Forced Pooling in Colorado is being used as leverage to coax landowners into signing leases and you can bet the topic will become a major debate within the mineral owner community. The state regulation has previously been enforced in areas where the oil & gas operator is only able to secure 60% of the minerals needed for a producing unit. That means 40% of landowners in some units are forced pooled. Force pooling is a necessary evil for proper development of resources, but it will be interesting to see how liberally the law is applied in the growing shale plays of Colorado.
One question mineral owners will have in regards to forced pooling in Colorado is whether or not 12.5% (1/8th) is a fair royalty in today’s oil & gas environment. 30 years ago landowners were happy with 12.5% royalty, but that was long before the days of 20%+ rates in many of the major shale plays. While we’re not on the ground and aware of leases with a 20% royalty, the simple difference can mean thousands if not millions to mineral owners. There’s also a big difference in 1/6th and 1/8th. 16.67% (1/6th) is what many states levy on public (state owned) lands. For mineral owners, a 12.5% royalty versus the 16.67% and 20% rates can mean anywhere from $4-$7.5 in lost revenue per barrel of oil produced, without consideration for costs, at $100 oil.
You can bet the terms of forced pooling in Colorado will be challenged if oil & gas companies experience the success seen in plays like the Eagle Ford Shale, Haynesville Shale, and Marcellus Shale. 12.5% is not the most common royalty rate agreed to today in those plays and I doubt mineral owners will be happy with it in Colorado. This will not be the last time you hear about forced pooling in the Centennial State.
Under the state’s 1951 Oil and Gas Conservation Act, the mineral rights of a landowner who has not signed a lease, or refuses to sign one, can by state order be force pooled, meaning he or she can be included in an energy company’s drilling plan.
In 2010, the state oil and gas commission issued 136 orders for items such as variances and rule changes, and 48 of the orders were for forced pooling, according to agency data.
“It sounds like eminent domain, but it is really there to assure orderly oil and gas development,” said Lance Astrella, an attorney who represents landowners. “The problem is that it can be abused.”
Landmen for Oklahoma City-based Chesapeake are raising the prospect of forced pooling, according to homeowners in five developments in Elbert and Douglas counties.
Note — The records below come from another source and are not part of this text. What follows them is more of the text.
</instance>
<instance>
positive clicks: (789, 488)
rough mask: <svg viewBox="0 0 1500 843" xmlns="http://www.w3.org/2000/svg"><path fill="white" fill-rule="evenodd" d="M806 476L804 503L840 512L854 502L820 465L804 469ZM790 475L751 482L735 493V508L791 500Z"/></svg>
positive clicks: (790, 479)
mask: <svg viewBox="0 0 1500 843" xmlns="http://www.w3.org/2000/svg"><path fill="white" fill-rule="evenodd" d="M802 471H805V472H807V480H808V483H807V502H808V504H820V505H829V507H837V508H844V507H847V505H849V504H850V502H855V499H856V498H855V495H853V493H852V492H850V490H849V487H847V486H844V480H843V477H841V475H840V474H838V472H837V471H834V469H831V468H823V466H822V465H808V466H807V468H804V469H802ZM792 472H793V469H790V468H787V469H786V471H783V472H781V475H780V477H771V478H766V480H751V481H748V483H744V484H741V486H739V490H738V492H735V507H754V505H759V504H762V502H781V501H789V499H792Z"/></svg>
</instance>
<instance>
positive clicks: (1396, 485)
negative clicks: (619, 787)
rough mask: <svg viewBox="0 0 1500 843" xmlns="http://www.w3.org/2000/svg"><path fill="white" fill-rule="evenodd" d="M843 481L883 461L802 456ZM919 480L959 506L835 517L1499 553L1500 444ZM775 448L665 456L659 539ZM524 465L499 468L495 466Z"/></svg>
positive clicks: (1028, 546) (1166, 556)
Landmen are outside brokers hired by energy companies to negotiate mineral leases.
A forced-pooled landowner gets a royalty equal to 12.5 percent multiplied by the fraction of the drilling area owned.
For example, a property owner with 10 percent of the land in the spacing order gets a 1.25 percent royalty as soon as the well begins producing.
While some oil company leases deduct some well costs from the landowner’s royalty, there are no costs deducted from a pooling royalty.
When the well has produced oil and gas valued at roughly twice the cost of the well — $4 million if it costs $2 million to drill — the royalty for the pooled landowner is replaced with a working interest in the well.
If a landowner owns 10 percent of the land, that person gets a 10 percent share of the well’s production, less 10 percent of the cost of operating the well.